I’m really not sure what the perfect solution looks like. Recording data passively similar to a RUM system would be really interesting. I think what you are suggesting is more ideal then let’s say a BrowserMob integration with Selenium, which is the direction most folks go when they want HAR analysis from their Selenium scripts.

Of course there would have to be compromises, but I doubt the compromises would be substantial…
[hr]
Andy,

Sounds like we are all coming to the same conclusion that WPT gives us the most complete picture right now that the others do not. Seems to be more fidelity of data with WPT that just gets missed with Selenium/BrowserMob and PhantomJS.

Thanks for the replies…

Steve

I’ve only just seen this, so a bit late to the party - we have had WPT running in CI for at least 12 months using ThoughtWorks GO.

Sure we had some pain, but it was mostly to do with standing up windows desktops rather than anything really thorny. That and running out of disk space for the mySql back end - its amazing how much data WPT generates.

@hsiboy

Rather than focusing on a CI, we’re working to scale WPT. Individual WPT runs (even in batches of 10) are not entirely useful, since a bad network connection or momentary web server issues lead to bad performance numbers.

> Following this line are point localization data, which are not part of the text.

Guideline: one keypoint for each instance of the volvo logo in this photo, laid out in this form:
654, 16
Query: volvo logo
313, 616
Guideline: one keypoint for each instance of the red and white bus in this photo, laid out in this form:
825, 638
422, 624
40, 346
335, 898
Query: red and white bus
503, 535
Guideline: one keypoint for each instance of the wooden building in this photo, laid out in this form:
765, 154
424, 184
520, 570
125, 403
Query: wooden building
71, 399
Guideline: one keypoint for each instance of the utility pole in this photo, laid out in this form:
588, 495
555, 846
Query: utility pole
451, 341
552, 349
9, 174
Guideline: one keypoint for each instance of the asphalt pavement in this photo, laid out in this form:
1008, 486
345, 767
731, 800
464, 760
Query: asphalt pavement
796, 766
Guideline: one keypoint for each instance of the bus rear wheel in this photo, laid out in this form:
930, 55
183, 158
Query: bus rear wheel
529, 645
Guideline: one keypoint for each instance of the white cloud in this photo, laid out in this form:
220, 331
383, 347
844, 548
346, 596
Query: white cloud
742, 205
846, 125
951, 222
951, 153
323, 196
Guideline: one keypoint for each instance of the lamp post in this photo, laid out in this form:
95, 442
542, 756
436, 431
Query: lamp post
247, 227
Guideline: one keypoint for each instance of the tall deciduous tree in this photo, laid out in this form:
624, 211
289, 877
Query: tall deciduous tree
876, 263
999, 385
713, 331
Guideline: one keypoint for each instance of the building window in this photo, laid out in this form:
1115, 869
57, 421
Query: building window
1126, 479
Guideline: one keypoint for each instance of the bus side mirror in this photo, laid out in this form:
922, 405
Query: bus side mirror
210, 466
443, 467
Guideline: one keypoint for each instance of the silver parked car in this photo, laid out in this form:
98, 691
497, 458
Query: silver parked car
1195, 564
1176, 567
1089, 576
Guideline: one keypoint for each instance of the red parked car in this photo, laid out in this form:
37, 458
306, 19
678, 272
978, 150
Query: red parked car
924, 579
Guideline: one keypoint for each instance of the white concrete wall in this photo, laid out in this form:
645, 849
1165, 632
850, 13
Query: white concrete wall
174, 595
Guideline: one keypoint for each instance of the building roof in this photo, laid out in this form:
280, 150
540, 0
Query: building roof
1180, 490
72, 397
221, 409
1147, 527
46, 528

I wrote a node wrapper that uses the webpagetest-api node module that makes scheduling large number of tests easier and stores the data in mongodb. I can say, run 1000 tests on Chrome and it will load balance across all WPT instances with Chrome installed in batches of 10. We’re still working on the sprint release testing practices, but currently I run 60 tests on 10-15 page types in all supported browsers (including iPhone and iPad and hopefully soon android 4.4 when I can get it working).